Raspberry Lemon Mini Cheescakes in Macaroon Crust

What a happy coincidence!  I happened across this mouth-watering recipe at the exact moment in my life in which I have lemon curd to spare!  This recipe for Red and Golden Raspberry Lemon Baby Cheesecake Pies from Picky Palate looked so delicious, I just had to give it a shot. 


I omitted the golden raspberries, opting instead for just plain red ones.  Instead of mixing the berries into the batter, I decided to just place them on top as decoration.  I used my brand spankin' new mini-muffin tins to make these, and a regular sized muffin tin for the few extras that were left over. 

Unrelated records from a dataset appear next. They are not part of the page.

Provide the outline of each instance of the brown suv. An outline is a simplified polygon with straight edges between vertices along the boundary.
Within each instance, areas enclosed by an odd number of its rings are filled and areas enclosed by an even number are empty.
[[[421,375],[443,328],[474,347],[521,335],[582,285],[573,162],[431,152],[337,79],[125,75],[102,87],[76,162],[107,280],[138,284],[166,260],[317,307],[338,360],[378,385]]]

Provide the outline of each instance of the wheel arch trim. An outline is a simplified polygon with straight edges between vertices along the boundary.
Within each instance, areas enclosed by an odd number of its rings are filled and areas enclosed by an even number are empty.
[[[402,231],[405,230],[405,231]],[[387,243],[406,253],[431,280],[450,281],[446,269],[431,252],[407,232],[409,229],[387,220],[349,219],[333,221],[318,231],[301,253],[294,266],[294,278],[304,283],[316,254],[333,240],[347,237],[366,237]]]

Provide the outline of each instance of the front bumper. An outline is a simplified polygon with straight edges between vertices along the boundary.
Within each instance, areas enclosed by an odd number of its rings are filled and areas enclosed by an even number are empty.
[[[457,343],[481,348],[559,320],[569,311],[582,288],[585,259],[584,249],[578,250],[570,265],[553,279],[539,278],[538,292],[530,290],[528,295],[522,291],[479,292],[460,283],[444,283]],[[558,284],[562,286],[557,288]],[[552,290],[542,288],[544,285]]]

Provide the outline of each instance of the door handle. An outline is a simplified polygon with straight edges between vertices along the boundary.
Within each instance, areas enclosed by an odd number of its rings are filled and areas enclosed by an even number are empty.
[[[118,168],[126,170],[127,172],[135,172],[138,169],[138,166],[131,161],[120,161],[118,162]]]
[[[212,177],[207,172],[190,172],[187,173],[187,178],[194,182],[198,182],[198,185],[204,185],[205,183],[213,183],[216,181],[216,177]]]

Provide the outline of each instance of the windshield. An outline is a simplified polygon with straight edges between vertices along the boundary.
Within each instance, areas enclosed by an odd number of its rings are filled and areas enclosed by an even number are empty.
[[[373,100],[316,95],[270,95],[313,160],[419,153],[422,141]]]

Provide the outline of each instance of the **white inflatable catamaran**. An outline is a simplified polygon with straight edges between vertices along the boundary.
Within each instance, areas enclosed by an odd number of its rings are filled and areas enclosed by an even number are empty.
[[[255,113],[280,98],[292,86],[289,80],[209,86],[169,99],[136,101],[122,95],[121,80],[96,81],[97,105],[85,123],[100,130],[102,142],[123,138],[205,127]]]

I was also fortunate enough to encounter this fabulous recipe for macaroon crusts (really just coconut shells) on the Real Simple website.  Oh-Em-Eff-Geee, I love me some coconut.  I thought the lemon and coconut would go really well together, so I went ahead and killed two recipe birds with one recipe stone.


Wow, you would not believe  how difficult making all of these tiny crusts was!  It is just a mushy, sticky mess that you have to push against the walls of the tins, hoping for the best.  As I was molding these crusts, I was thinking to myself, "Self, there is no possible way this is going to work.  You are just going to end up with a gloppy mess".  I ignored myself, and proceeded to bake the crusts for 10 minutes to see if they would firm up a little. I didn't want to fully cook them as they would be cooking again when the cheesecake batter went in.  10 minutes goes by, I open the oven door and give them a poke, and whaddaya know!?!  They seem to be holding their shape!  Too awesome.  So I take them out, fill them with the cheesecake batter, and followed the cheesecake recipe baking instructions to bake at 350 for 35 minutes.

 Looks yummy!  I let them cool, then decorated with raspberries on top.  They were so good, I loved them!  This crust is definitely a keeper too.  Nom nom nom!